Since starting a family we have been working towards creating our own family traditions. We have formed many weekly and daily rituals that we hope will instill a sense of belonging in our children but we have struggled when it comes to meaningful annual holiday traditions.
Christmas has been particularly problematic. Little of the holiday resonates with us or our values. I realise most people love christmas but we have found the commercialism and over indulgence don't appeal to us. My husband and I are both former Christians so the holiday has too many ties to religion for our liking. Also, Christmas day is so chock-a-block with extended family gatherings and there is scarce opportunity for us to form our own traditions.
Enter the Summer Solstice! The Summer Solstice is a special time of year when we can appreciate nature and spend some quality time together before the hoopla of Christmas begins. It is also is a great opportunity for learning about the science of the solstice as well as the history behind our cultures most beloved holiday. On 21st of December, the Southern hemisphere is tilted towards the sun- making it the longest day of the year for us and the longest and darkest night of the year for those people living in the Northern hemisphere. In the Northern hemisphere the winter solstice has been celebrated in December by many different cultures for thousands of years. Feasting, gift-giving, decorating with lights, trees and other greenery all have pagan origins. The early Christian leaders added a Christian meaning to these festivals and over the years carols, Christmas cards, Santa, The North Pole and flying deer have all made their way into the mix as well. There is a rich history there, waiting to be explored.
In the lead up to Christmas this year we decided to mark the longest day of the year with some small celebrations of our own. We have started with some simple activities that we would like to become traditions in our family. The consensus was that we needed o plant something and to spend some time outdoors enjoying the sun. Luckily it was our Landcare day so that killed two birds with one stone. We also did some seed collecting which I thought was fitting for the occasion.
Before our special solstice dinner, Priya and I decided to make use of seasonal flowers for decoration. 'Christmas Bush' flowers at this time of year, hence the name. We threaded the beautiful pinkish red flowers into a wreath and some woven cane balls. This activity was fairly age appropriate for a young child.

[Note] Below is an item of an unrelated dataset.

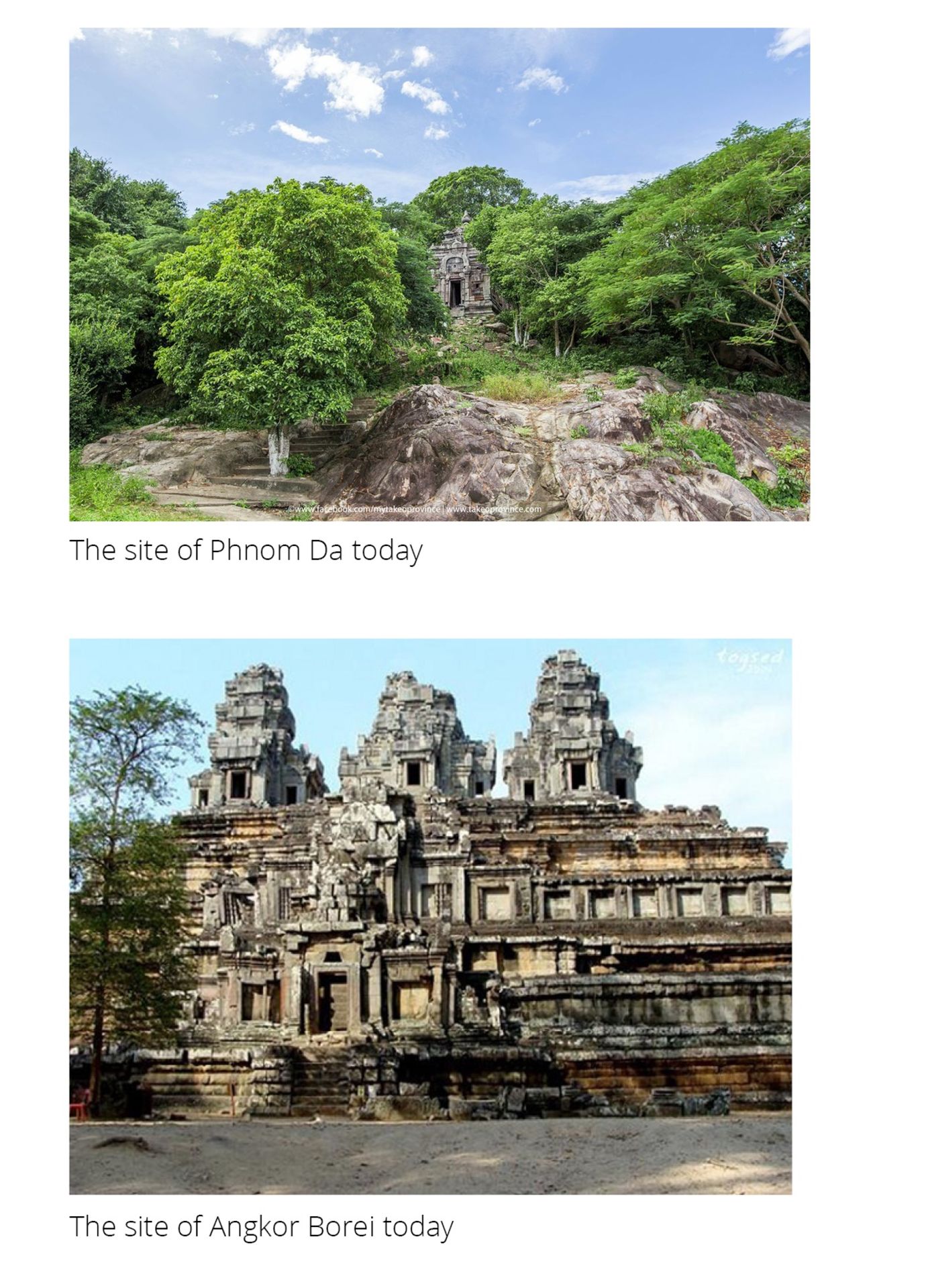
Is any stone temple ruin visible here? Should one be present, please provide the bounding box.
[430,214,495,318]
[103,651,790,1118]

Later we enjoyed a lovely candle lit meal, made by Daddy.
Our goal is to make this an occasion that we can all look forward to. In the years to come, our solstice tradition may develop and we won't limit ourselves to what we have done this year. Some ideas that I have come across include:
- Watching the sun rise or set
- Listening to a sun filled play list which includes 'Here Comes the Sun' by The Beatles or some Polyphonic Spree.
- Enjoying the sun at the beach
- Making ice blocks
- Doing sun crafts
- Making a sun dial
- Cooking with the sun
- Doing art with the sun
- Making daisy chains or crowns
- Having a bon fire
- Eating seasonal and local fruit and vegetables.
Do you celebrate the Summer Solstice? I'd love to hear about your own traditions.